I don't really understand this. Is it still needed? I forget if you
need separate sections to keep things together for more than the
purpose of aligning them. I think objects aligned to the cache line
size or larger can live almost anywhere in the address space without
making much difference to cache effectiveness on most arches including
amd64.

Post by Mateusz Guzik
diff --git a/sys/dev/drm2/drm_os_freebsd.h b/sys/dev/drm2/drm_os_freebsd.h
index dc01c6a..11c9feb 100644
--- a/sys/dev/drm2/drm_os_freebsd.h
+++ b/sys/dev/drm2/drm_os_freebsd.h
@@ -80,7 +80,6 @@ typedef void irqreturn_t;
#define __init
#define __exit
-#define __read_mostly
#define BUILD_BUG_ON(x) CTASSERT(!(x))
#define BUILD_BUG_ON_NOT_POWER_OF_2(x)
diff --git a/sys/sys/systm.h b/sys/sys/systm.h
index a1ce9b4..719e063 100644
--- a/sys/sys/systm.h
+++ b/sys/sys/systm.h
@@ -445,4 +445,8 @@ extern void (*softdep_ast_cleanup)(void);
void counted_warning(unsigned *counter, const char *msg);
+#define __read_mostly __section(".data.read_mostly")
+#define __exclusive_cache_line __aligned(CACHE_LINE_SIZE) \
+ __section(".data.exclusive_cache_line")
+
#endif /* !_SYS_SYSTM_H_ */

systm.h is better for the kernel, but will we want this for userland?

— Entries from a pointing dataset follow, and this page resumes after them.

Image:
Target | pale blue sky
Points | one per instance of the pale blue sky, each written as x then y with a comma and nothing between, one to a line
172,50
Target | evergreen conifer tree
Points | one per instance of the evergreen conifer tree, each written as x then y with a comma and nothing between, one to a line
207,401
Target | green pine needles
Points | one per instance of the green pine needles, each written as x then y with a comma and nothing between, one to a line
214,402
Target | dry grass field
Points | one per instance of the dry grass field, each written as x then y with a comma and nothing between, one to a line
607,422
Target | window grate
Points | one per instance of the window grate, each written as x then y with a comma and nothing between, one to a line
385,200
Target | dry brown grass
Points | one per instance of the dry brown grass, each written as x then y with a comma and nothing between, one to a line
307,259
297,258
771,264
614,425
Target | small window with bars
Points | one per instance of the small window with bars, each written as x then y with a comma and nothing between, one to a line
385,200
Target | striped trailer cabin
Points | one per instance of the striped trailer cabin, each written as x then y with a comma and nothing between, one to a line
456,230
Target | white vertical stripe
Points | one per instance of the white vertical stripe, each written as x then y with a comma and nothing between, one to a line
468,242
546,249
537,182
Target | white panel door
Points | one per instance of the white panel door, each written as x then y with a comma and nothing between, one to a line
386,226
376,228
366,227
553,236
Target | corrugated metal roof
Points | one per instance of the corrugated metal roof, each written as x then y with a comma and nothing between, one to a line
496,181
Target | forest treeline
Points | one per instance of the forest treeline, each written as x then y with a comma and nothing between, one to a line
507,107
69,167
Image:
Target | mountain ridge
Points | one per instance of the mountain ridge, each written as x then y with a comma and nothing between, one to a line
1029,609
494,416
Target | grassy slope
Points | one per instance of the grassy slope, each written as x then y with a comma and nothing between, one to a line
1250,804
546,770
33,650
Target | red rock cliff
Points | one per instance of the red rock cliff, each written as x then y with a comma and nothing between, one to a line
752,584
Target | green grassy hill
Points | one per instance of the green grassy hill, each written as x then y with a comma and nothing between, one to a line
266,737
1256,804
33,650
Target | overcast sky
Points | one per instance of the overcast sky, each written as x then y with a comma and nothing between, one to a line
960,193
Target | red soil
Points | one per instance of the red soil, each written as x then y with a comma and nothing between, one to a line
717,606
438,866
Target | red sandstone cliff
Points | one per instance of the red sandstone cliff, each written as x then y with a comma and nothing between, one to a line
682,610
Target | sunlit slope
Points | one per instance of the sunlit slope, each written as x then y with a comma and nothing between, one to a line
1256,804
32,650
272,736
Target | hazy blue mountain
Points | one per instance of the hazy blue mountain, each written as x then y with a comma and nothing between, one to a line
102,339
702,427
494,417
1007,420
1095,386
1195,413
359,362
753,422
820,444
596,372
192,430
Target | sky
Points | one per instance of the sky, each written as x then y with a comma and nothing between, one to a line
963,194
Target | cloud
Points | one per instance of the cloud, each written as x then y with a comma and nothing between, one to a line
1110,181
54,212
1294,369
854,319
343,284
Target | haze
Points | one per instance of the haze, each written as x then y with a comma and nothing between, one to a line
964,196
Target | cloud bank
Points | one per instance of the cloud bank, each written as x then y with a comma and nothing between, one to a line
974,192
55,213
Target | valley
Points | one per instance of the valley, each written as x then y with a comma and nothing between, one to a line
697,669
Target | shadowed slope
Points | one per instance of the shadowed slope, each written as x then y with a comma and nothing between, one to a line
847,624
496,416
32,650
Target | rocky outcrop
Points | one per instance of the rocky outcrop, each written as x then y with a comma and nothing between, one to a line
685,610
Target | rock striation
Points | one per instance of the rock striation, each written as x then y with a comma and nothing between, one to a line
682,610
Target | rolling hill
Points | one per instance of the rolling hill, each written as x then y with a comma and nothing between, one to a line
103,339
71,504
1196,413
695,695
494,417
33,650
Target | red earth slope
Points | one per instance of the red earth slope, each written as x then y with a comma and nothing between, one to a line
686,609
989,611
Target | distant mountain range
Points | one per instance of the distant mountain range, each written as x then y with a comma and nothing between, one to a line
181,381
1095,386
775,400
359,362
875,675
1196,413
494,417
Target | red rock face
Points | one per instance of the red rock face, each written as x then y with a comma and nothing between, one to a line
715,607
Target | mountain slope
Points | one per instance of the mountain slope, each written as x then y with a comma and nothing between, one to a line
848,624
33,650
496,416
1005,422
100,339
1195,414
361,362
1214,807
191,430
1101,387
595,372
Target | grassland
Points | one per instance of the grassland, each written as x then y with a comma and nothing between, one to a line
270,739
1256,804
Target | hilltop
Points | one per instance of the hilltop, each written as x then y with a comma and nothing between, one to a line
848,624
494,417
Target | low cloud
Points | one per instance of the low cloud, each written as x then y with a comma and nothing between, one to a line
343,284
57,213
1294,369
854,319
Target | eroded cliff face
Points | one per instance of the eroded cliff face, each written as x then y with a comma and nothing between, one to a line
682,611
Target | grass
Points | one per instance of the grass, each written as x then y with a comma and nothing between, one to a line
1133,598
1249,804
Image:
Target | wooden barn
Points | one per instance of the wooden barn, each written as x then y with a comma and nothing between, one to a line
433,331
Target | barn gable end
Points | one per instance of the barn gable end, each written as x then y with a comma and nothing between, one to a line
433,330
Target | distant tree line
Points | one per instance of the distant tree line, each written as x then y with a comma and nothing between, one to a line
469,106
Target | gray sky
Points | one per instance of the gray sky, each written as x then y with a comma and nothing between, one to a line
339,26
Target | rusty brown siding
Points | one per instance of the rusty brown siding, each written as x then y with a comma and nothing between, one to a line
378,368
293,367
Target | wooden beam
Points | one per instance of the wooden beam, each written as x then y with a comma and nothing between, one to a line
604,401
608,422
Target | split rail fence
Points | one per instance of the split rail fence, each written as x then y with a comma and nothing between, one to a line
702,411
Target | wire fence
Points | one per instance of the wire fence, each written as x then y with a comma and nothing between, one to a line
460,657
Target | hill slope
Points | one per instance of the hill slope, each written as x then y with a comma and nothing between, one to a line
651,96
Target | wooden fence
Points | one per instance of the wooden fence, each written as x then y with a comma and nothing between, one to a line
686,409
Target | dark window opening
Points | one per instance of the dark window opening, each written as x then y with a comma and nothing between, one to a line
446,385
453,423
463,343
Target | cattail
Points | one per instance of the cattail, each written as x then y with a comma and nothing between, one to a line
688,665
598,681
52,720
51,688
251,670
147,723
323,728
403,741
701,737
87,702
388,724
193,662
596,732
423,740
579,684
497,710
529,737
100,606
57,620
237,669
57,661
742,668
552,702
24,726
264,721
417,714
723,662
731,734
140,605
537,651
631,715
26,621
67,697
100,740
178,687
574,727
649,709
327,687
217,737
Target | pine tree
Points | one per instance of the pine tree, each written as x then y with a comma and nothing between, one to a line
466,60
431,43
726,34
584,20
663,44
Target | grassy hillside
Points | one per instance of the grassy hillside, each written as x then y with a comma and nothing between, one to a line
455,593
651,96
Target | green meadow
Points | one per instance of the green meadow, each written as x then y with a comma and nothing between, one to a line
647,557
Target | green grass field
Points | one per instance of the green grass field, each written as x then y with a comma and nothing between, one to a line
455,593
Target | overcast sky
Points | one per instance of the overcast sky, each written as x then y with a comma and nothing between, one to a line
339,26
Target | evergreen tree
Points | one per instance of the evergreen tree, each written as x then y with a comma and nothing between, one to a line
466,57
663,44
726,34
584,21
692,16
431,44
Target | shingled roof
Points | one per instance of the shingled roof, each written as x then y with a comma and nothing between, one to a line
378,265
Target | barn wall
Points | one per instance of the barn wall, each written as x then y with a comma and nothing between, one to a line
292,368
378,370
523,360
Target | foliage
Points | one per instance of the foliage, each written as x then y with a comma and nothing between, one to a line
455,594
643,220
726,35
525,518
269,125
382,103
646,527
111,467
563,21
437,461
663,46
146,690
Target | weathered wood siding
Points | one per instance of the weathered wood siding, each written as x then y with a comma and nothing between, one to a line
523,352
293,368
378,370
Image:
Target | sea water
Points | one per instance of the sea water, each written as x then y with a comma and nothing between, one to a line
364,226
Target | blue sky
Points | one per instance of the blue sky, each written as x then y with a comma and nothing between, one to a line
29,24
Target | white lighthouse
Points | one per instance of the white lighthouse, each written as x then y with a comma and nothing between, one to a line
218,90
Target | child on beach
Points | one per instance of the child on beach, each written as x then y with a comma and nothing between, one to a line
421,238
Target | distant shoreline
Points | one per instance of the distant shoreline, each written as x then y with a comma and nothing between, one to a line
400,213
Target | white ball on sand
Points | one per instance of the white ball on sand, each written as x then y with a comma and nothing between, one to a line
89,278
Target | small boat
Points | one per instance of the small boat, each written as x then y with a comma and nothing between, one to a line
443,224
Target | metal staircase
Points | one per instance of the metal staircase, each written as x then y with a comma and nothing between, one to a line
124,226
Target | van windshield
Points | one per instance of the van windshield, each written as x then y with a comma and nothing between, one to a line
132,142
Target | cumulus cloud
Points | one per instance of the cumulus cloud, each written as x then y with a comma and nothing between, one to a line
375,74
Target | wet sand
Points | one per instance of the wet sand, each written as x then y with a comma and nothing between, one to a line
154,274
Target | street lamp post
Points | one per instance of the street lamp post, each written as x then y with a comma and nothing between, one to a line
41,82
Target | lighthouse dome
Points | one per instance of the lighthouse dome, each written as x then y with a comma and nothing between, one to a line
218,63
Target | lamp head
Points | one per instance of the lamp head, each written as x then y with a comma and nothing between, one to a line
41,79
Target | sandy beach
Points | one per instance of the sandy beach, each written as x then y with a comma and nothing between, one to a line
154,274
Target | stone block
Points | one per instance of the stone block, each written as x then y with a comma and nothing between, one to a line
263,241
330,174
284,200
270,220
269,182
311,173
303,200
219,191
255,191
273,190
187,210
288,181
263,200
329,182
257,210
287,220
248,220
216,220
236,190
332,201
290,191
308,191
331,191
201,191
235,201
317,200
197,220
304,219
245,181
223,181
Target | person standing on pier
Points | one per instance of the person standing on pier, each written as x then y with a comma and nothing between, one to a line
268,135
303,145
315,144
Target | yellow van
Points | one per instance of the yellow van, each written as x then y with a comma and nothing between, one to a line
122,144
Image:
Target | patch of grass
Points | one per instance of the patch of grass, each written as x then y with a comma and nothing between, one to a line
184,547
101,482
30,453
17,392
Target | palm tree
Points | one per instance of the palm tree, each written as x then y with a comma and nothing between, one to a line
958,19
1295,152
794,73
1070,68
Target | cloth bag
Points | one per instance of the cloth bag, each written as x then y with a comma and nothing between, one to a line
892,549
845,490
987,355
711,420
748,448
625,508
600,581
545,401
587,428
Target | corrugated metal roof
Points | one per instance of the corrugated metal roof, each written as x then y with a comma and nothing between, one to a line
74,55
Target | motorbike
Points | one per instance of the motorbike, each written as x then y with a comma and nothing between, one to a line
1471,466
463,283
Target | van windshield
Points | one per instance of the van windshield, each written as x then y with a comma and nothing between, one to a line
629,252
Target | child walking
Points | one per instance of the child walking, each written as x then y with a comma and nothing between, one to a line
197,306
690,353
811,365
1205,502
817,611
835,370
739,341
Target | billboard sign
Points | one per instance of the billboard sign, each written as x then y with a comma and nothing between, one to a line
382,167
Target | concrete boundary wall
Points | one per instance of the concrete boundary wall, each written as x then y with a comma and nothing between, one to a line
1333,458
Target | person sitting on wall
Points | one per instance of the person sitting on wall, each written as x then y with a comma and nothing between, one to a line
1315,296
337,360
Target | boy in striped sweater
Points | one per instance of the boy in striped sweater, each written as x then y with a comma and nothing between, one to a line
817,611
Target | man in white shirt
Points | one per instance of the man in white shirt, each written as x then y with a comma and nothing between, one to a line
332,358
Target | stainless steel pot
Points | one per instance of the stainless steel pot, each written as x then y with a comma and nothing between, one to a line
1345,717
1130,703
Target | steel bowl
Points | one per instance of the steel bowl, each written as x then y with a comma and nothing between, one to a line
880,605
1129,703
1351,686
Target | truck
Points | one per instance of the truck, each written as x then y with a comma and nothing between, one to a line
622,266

systm.h is randomly ordered, and appending to it with the new definitions
inversely ordered improves its randomness. Similarly for style. Indentation
for multi-line #define's is more random now.

Bruce

Mateusz Guzik

2017-01-16 12:46:53 UTC

Post by Mateusz Guzik
Scratch the previous patch. I extended it with __exclusive_cache_line
(happy with ideas for a better name) - to be used for something which
has to be alone in the cacheline, e.g. an atomic counter.
diff --git a/sys/compat/linuxkpi/common/include/linux/compiler.h b/sys/compat/linuxkpi/common/include/linux/compiler.h
index c780abc..c32f1fa 100644
--- a/sys/compat/linuxkpi/common/include/linux/compiler.h
+++ b/sys/compat/linuxkpi/common/include/linux/compiler.h
@@ -67,7 +67,6 @@
#define typeof(x) __typeof(x)
#define uninitialized_var(x) x = x
-#define __read_mostly __attribute__((__section__(".data.read_mostly")))
#define __always_unused __unused
#define __must_check __result_use_check
diff --git a/sys/conf/ldscript.amd64 b/sys/conf/ldscript.amd64
index 5d86b03..45685a4 100644
--- a/sys/conf/ldscript.amd64
+++ b/sys/conf/ldscript.amd64
@@ -150,6 +150,17 @@ SECTIONS
*(.data .data.* .gnu.linkonce.d.*)
KEEP (*(.gnu.linkonce.d.*personality*))
}
+ . = ALIGN(64);
+ {
+ *(.data.read_mostly)
+ }
+ . = ALIGN(64);
+ {
+ *(.data.exclusive_cache_line)
+ }
+ . = ALIGN(64);
.data1 : { *(.data1) }
_edata = .; PROVIDE (edata = .);
__bss_start = .;

Without the above, while variables are aligned, they can end up with
unaligned ones added just after them in the same cacheline.